Reimagining oral health professionalism in Africa: a narrative from the margins
Clinical Scorecard: Transforming Oral Health Professionalism in Africa: Insights from Marginalized Perspectives
At a Glance
Category Detail
Condition Oral health professionalism in Africa
Key Mechanisms Critique of colonial epistemologies and proposal of an Ubuntu-informed relational framework
Target Population Yorùbá communities and other marginalized populations in Africa
Care Setting Dental education and oral health services
Key Highlights
Colonial epistemologies privilege clinical detachment and exclude indigenous knowledge systems. An Ubuntu-informed alternative emphasizes mutual vulnerability and clinical empathy. Transformations in curriculum and governance are necessary to address epistemic injustices. Oral health is viewed as integral to spiritual personhood in Yorùbá culture. Modern dental service utilization remains low despite cultural reverence for oral health.
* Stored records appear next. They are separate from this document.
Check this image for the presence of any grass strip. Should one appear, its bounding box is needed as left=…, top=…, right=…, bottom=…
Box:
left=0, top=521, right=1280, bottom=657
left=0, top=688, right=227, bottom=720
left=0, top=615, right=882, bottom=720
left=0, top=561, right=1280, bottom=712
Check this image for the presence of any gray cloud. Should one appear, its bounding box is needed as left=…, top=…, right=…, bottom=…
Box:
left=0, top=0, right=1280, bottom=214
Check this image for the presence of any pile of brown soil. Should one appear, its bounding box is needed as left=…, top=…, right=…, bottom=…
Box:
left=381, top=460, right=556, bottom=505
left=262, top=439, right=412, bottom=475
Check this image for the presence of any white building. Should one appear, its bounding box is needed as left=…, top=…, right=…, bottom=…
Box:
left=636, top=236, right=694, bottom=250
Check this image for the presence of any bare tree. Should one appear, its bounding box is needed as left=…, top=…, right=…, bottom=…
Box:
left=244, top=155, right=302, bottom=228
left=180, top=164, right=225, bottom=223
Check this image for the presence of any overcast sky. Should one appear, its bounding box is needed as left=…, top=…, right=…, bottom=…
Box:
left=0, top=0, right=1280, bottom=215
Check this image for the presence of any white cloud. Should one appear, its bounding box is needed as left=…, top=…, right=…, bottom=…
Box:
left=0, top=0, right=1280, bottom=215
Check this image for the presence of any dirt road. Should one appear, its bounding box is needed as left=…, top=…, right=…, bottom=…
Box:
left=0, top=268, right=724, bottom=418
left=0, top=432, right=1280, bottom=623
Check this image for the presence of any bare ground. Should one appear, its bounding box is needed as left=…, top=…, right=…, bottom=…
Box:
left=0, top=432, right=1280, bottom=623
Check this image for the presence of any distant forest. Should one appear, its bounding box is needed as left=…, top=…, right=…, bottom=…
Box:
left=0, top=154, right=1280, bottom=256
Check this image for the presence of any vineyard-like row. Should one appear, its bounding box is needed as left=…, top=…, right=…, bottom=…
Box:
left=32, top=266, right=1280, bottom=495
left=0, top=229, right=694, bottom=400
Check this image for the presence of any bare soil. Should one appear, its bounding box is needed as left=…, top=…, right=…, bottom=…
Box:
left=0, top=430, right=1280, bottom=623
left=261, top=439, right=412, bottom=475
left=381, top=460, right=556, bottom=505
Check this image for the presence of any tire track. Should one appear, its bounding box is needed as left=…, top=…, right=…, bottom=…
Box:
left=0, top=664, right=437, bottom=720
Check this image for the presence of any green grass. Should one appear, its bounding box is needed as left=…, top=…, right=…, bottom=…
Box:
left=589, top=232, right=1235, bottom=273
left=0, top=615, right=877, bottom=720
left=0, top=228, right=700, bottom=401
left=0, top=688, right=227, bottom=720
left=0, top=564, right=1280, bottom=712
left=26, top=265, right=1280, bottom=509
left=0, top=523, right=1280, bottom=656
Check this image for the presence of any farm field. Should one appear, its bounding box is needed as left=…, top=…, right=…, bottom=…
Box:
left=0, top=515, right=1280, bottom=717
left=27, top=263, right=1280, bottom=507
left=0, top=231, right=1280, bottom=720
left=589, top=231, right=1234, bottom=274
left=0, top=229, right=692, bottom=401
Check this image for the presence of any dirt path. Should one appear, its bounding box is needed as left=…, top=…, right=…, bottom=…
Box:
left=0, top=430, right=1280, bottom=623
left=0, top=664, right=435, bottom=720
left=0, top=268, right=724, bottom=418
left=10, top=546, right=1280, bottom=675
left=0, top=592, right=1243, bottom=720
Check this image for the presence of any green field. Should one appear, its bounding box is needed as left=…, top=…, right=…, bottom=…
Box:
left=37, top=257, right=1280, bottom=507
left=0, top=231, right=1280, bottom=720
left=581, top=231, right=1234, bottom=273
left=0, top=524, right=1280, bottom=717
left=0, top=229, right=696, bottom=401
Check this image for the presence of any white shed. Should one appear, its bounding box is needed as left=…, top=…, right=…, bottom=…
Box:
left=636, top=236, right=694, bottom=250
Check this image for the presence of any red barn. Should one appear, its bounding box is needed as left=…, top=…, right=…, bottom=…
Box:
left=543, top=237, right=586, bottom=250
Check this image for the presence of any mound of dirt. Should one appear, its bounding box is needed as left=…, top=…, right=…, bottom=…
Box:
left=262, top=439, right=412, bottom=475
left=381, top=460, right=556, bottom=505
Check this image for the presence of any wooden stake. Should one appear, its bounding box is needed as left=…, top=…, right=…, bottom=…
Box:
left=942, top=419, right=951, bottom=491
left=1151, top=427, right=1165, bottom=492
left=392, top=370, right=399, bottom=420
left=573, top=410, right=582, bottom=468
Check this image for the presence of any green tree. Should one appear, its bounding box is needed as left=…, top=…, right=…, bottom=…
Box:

Guideline-Based Recommendations
Diagnosis
Critique the Western epistemological foundations of oral health professionalism.
Management
Adopt an Ubuntu-informed framework that centers marginalized community experiences.
Monitoring & Follow-up
Evaluate the impact of relational approaches on oral health outcomes.
Risks
Address the disjuncture between professional training and community worldviews.
Patient & Prescribing Data
Marginalized communities, particularly Yorùbá populations in Southwest Nigeria
Oral health care is linked to broader concepts of dignity, self-care, and spiritual balance.
Clinical Best Practices
Integrate community-based participatory research into dental education. Foster an ecological professional identity that values relational knowing.